Federal student loans offer repayment and forgiveness options. From income-driven repayment plans to Public Service Loan Forgiveness, borrowers with federal student loans may be able to take advantage of various programs designed to reduce the financial burden of monthly loan payments. Federal loans also offer interest rate reductions for automatic payments and the opportunity to defer payments if you experience financial hardship.
Many loans don’t require payment while you’re in school. As a student, you’re already juggling a lot, without the added responsibility of making monthly payments. Generally, you have to be enrolled at least half-time to satisfy this requirement. Once you leave school, or drop below half-time, you’ll be expected to begin repayment. However, some loans—such as federal Direct Loans—do offer a grace period before you need to start making payments.
Cons of Student Loans
You’ll end up paying more than you borrowed. Student loans accrue interest, so your payments will ultimately total more than the principal. While no one can predict the future, it’s important to consider your anticipated salary and general living expenses after graduation when evaluating loans. If your career path requires you to attend graduate school, you should factor in this cost as well.
Monthly payments can be hard to manage. While federal loans offer income-driven repayment plans that cap your monthly payment based on your income (so it can be as low as $0), private loans do no such thing. Private loans can also have higher interest rates than federal loans, with some getting into the double digits.
Defaulting on loans will damage your credit score. Failing to pay your loans will result in a default, which can significantly wreck your credit score and ability to obtain credit down the road. This can also have implications for obtaining an apartment lease, as credit checks are typically required.
Before you take out loans, it’s worth exhausting all other financial aid options before turning to loans.
The most effective way to reduce the amount you’ll need to borrow is by saving early. Our College Savings Planner can help you see what you’ll need to save in order to pay for college out of pocket. You can also read about 529 Plans and how they can help maximize your savings in this article.

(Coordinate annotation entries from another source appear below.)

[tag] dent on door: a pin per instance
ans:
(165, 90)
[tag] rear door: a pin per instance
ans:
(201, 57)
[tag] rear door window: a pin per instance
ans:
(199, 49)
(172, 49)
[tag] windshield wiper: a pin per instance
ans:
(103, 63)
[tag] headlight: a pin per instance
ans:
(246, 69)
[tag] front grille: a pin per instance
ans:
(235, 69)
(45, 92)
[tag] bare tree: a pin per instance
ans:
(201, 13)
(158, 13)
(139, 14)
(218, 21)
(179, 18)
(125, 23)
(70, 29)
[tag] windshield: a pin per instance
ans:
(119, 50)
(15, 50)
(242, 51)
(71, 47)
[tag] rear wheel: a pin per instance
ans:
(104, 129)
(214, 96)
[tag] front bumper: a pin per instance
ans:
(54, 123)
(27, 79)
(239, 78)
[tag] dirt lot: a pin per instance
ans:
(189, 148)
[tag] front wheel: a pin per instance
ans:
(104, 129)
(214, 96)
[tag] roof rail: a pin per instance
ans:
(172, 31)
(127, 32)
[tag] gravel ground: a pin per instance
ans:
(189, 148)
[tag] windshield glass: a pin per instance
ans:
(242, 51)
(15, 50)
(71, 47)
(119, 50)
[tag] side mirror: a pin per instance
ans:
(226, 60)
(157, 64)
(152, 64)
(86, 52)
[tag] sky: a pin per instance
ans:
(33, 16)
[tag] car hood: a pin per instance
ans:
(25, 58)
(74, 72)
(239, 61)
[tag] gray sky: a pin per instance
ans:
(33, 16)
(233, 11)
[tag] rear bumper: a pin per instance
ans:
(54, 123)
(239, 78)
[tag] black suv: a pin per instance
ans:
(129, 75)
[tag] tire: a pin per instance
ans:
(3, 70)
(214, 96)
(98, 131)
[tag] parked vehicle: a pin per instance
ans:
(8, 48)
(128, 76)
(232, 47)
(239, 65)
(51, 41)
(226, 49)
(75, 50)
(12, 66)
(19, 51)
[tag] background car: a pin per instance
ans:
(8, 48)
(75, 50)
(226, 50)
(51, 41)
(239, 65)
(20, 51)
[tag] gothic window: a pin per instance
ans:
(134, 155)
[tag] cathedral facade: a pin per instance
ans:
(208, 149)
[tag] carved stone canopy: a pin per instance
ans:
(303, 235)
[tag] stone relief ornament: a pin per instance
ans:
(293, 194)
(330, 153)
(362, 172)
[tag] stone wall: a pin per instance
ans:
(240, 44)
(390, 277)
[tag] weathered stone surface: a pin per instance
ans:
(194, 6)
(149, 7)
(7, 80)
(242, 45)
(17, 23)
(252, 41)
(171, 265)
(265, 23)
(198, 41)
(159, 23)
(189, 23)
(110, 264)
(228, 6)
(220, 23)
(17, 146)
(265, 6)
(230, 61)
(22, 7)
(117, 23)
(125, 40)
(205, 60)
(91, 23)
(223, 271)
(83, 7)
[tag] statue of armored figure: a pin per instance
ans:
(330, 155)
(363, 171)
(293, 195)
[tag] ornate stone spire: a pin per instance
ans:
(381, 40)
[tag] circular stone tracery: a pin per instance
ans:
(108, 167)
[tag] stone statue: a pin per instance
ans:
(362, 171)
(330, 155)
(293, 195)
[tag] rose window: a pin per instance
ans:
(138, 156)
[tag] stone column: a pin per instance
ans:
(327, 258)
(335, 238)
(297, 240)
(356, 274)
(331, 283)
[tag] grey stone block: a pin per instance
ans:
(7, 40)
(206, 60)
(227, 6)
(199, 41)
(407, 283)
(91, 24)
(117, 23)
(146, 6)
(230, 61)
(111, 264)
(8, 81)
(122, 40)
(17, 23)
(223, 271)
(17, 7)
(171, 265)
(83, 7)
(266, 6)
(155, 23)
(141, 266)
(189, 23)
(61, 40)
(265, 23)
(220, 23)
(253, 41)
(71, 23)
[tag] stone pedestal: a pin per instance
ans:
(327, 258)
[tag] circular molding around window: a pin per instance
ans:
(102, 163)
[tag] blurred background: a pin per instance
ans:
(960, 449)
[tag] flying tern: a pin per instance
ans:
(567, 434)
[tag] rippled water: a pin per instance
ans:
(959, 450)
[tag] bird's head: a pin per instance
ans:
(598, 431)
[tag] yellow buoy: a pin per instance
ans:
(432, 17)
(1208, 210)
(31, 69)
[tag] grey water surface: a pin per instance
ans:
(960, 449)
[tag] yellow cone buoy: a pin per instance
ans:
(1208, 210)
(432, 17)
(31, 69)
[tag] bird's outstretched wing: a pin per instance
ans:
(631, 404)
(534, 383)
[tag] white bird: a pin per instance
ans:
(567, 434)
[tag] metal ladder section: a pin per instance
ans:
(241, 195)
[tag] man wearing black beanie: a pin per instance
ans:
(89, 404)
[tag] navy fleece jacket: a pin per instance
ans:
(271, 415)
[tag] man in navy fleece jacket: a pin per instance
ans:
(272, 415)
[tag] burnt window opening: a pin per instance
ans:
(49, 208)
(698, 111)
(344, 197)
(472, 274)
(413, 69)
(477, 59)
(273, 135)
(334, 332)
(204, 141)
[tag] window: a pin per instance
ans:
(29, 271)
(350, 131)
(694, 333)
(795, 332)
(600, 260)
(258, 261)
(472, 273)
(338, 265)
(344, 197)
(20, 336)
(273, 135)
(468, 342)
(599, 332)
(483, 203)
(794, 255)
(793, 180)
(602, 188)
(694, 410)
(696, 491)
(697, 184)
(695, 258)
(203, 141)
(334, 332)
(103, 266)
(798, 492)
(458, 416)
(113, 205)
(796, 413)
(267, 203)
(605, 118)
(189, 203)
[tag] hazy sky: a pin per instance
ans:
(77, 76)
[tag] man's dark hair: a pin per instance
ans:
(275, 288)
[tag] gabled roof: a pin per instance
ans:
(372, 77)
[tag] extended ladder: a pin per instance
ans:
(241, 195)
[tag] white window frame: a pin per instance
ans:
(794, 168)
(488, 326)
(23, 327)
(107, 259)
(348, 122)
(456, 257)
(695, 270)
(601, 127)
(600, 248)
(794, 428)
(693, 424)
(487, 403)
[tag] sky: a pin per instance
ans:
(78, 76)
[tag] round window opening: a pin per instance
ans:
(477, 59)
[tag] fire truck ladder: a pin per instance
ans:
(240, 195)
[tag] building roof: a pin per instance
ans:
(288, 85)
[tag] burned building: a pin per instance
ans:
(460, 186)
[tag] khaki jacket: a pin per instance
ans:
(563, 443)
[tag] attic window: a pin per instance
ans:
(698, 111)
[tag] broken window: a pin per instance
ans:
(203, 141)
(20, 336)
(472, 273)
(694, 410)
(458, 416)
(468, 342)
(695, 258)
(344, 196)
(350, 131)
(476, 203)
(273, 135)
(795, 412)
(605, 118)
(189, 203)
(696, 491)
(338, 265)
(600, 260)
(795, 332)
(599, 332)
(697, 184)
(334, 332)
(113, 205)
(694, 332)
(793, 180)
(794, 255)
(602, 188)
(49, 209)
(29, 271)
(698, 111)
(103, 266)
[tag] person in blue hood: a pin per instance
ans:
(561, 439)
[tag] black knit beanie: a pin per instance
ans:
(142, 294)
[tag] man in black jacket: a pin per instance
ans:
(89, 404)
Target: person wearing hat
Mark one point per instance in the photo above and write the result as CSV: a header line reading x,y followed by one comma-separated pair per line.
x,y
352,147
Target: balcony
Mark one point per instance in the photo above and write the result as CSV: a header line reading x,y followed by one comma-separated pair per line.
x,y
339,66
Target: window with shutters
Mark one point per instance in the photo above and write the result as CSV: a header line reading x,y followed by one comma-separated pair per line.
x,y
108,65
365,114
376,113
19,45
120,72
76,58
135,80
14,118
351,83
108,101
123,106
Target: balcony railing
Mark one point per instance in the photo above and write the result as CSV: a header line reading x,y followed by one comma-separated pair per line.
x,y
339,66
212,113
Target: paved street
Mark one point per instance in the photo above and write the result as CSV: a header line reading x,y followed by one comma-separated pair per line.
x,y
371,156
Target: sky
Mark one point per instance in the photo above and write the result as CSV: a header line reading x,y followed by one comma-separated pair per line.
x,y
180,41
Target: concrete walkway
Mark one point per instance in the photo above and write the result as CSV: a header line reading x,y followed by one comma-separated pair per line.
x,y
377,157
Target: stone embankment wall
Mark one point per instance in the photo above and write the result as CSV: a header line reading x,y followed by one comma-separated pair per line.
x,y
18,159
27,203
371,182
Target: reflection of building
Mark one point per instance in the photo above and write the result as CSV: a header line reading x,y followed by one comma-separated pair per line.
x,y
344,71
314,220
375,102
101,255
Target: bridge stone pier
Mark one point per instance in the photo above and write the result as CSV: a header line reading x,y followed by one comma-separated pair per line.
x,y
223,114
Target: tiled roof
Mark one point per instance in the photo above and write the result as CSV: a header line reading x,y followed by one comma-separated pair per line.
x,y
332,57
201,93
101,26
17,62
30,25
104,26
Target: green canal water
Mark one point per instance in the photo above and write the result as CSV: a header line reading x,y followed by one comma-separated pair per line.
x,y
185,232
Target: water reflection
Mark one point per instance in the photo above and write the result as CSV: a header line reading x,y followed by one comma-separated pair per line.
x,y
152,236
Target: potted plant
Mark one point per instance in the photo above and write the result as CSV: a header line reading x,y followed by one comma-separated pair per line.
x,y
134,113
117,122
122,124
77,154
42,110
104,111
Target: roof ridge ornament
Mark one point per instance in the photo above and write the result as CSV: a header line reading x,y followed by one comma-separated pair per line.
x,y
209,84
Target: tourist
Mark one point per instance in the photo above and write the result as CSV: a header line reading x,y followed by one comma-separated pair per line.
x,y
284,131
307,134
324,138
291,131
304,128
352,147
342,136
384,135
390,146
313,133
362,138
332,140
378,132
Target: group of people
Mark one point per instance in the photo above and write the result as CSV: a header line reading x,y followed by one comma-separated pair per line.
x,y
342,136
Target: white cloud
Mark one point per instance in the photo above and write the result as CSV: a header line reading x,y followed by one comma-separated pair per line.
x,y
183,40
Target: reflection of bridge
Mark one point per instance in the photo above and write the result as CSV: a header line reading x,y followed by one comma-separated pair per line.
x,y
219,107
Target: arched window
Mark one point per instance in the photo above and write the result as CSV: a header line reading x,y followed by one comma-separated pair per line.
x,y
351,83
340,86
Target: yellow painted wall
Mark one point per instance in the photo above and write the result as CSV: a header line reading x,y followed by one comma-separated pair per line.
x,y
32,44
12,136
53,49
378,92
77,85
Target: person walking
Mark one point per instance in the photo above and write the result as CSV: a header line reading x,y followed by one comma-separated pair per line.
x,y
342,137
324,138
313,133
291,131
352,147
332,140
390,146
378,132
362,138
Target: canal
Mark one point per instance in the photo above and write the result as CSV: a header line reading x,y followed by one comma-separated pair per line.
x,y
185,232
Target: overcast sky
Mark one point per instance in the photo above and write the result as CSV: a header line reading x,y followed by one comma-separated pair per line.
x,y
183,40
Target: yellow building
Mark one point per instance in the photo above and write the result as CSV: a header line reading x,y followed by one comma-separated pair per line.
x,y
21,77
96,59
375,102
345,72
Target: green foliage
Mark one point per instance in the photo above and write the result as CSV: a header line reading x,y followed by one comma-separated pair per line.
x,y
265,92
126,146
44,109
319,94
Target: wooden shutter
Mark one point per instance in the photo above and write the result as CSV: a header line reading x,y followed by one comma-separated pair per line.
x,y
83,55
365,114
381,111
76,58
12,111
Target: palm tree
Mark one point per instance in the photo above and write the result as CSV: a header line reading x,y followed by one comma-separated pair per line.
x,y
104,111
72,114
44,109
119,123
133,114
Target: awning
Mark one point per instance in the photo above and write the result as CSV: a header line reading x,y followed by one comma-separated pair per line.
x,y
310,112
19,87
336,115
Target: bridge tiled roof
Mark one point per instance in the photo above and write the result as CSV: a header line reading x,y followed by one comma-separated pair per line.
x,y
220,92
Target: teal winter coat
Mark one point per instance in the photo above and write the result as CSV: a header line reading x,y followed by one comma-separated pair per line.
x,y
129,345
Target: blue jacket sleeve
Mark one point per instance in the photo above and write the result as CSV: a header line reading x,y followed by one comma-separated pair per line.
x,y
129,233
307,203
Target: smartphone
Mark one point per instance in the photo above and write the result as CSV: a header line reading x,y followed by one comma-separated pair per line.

Furthermore, not all loans are created equal, and it’s important to understand the terms of any loan you’re considering. We recommend reading through our article discussing the differences between federal and private loans.
Everyone’s situation is different, so there’s no simple answer to whether or not you should take out a student loan. Loans can come with significant risks; however, for many families loans can play a life-changing role in financing a college education.